# Data streaming with Python


Data science libraries like *numpy*, *pandas*, *matplotlib* and *seaborn* provide superpowers to Python users.

**But**: like everything in programming they are not the solution to any kind of problem.

If you can hold all of your data in your machine's memory, these libraries are awesome, but what for *really* huge datasets?

Let's explore this issue with the help of some Python internals:

In [None]:
import sys

In [None]:
help(sys)

In [None]:
mylist = [0,1,2,3,4]

In [None]:
for n in mylist:
    print(n)

In [None]:
myrange = range(5)

In [None]:
for n in myrange:
    print(n)

In [None]:
sys.getsizeof(mylist) # get the size of mylist in bytes

In [None]:
sys.getsizeof(myrange) # same thing for myrange

**scaling up**

In [None]:
mylargerlist = [0,1,2,3,4,5,6,7,8,9]

In [None]:
mylargerrange = range(10)

In [None]:
sys.getsizeof(mylist)

In [None]:
sys.getsizeof(myrange)

**going even larger**

In [None]:
myhugerange = range(10*10**6)

In [None]:
myhugelist = list(myhugerange) # not going to type this literally

In [None]:
sys.getsizeof(myhugerange), sys.getsizeof(myhugelist)

**a range allows you to do many of the things you can do with the corresponding list without ever storing all the elements in memory**

In [None]:
len(myhugerange)

In [None]:
len(myhugelist)

In [None]:
sum(myhugerange)

In [None]:
sum(myhugelist)

**some things work even better with a range than with a list**

In [None]:
%timeit 9999999 in myhugerange

In [None]:
%timeit 9999999 in myhugelist

## Iterators and generators

Python ranges are one example of objects that yield potentially long sequences on demand.

Whenever you do not need all of your data available at once for manipulating it, such a behavior can be very resource-friendly.

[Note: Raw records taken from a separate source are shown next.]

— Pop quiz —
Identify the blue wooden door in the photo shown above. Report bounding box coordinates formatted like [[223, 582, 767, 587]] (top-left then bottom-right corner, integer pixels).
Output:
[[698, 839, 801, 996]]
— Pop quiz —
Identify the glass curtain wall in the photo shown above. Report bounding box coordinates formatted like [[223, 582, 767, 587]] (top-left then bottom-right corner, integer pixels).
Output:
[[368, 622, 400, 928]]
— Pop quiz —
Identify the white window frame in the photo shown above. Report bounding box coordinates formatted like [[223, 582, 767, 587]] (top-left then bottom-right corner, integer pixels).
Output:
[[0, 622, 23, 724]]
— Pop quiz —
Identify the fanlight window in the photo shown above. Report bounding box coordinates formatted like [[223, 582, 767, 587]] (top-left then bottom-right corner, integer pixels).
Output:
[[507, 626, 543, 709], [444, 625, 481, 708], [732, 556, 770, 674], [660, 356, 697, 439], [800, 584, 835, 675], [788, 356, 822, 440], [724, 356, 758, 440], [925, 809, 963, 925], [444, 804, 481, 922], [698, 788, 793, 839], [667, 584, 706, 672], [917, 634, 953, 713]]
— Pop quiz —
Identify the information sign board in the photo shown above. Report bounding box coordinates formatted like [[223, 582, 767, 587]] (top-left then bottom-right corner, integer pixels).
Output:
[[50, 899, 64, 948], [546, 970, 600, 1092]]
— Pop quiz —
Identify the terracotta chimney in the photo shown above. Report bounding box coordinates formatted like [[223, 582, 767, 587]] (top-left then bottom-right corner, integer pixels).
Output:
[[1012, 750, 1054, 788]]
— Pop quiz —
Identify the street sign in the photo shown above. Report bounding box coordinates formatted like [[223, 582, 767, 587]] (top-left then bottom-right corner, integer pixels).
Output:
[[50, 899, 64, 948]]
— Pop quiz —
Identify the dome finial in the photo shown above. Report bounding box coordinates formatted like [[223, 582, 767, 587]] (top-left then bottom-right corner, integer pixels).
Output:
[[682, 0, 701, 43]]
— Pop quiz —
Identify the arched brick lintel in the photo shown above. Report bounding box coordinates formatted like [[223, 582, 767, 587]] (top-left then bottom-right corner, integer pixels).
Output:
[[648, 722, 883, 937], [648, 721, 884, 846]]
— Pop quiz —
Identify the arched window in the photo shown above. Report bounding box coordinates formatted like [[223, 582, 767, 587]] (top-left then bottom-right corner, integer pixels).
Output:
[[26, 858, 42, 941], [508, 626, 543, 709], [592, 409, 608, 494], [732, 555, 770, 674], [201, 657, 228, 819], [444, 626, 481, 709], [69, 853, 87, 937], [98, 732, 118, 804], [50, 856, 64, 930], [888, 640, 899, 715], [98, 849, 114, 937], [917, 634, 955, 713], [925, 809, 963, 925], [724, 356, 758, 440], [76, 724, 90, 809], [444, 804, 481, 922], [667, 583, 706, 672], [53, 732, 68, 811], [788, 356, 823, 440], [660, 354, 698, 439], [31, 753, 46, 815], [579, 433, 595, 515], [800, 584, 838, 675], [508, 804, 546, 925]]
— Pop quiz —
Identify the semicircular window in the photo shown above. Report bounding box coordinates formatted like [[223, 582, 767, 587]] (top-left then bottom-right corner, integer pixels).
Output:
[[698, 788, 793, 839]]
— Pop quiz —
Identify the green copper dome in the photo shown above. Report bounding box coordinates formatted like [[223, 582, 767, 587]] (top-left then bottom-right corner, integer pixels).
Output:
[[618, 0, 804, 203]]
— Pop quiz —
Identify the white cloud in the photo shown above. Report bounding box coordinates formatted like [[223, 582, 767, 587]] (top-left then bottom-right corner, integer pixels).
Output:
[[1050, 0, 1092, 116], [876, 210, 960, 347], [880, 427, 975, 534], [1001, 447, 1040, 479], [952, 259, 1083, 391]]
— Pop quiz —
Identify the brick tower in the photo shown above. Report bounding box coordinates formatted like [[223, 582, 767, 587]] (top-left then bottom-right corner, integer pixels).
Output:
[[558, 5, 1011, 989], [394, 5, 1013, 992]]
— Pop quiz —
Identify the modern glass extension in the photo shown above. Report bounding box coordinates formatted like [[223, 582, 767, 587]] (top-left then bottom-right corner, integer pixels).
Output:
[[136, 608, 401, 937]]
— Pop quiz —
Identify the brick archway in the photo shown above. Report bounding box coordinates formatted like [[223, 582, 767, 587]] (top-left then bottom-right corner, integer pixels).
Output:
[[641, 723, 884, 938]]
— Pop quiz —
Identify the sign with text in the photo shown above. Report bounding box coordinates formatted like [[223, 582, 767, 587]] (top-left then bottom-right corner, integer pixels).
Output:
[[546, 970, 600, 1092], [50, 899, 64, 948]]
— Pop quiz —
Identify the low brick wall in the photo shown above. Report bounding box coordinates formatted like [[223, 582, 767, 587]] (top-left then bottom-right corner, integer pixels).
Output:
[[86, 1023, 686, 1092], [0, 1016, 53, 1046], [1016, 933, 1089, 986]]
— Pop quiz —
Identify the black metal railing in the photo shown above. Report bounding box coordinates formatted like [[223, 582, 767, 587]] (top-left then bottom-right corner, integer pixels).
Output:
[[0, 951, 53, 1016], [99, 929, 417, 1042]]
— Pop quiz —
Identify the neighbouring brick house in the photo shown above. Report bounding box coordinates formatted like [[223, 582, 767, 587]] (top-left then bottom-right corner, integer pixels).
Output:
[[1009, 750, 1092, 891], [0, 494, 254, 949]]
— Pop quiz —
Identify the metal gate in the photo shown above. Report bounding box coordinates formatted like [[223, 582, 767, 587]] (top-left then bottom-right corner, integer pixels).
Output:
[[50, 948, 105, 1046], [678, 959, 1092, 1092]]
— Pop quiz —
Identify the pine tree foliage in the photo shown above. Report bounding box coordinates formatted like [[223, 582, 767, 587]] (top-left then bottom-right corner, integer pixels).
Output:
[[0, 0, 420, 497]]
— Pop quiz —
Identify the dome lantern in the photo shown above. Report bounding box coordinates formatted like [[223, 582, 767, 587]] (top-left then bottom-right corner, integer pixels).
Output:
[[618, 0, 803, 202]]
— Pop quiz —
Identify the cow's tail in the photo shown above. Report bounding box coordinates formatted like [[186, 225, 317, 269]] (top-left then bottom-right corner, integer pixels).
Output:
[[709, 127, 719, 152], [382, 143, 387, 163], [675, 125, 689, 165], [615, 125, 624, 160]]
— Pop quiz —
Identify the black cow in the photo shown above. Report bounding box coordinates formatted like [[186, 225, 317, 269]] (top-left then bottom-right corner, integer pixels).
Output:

Such objects are called iterators or generators in Python and are very widely used.

Examples:

In [None]:
# a gigantic range; better don't try to turn it into a list!
r = range(10**30)

In [None]:
it = iter(r)

In [None]:
next(it)

In [None]:
import random

# a so-called generator expression
random_numbers_generator = (random.randrange(100) for n in r)

In [None]:
import itertools

# an endless sequence of recycled characters
going_in_circles = itertools.cycle('Roundabout')

In [None]:
letters_and_numbers = zip(going_in_circles, random_numbers_generator)

In [None]:
# generator functions

def generate_fib():
    a, b = 0, 1
    yield a
    yield b
    while True:
        a, b = b, a+b
        yield b

fib_generator = generate_fib()

In [None]:
# get lists of all fibonacci numbers < n

def fib_seq(fib_max):
    seq = []
    for fib in fib_generator:
        if fib > fib_max:
            return seq
        seq.append(fib)

### The iterator protocol

Iterable objects in Python define a special `__iter__` method that returns an *iterator* object.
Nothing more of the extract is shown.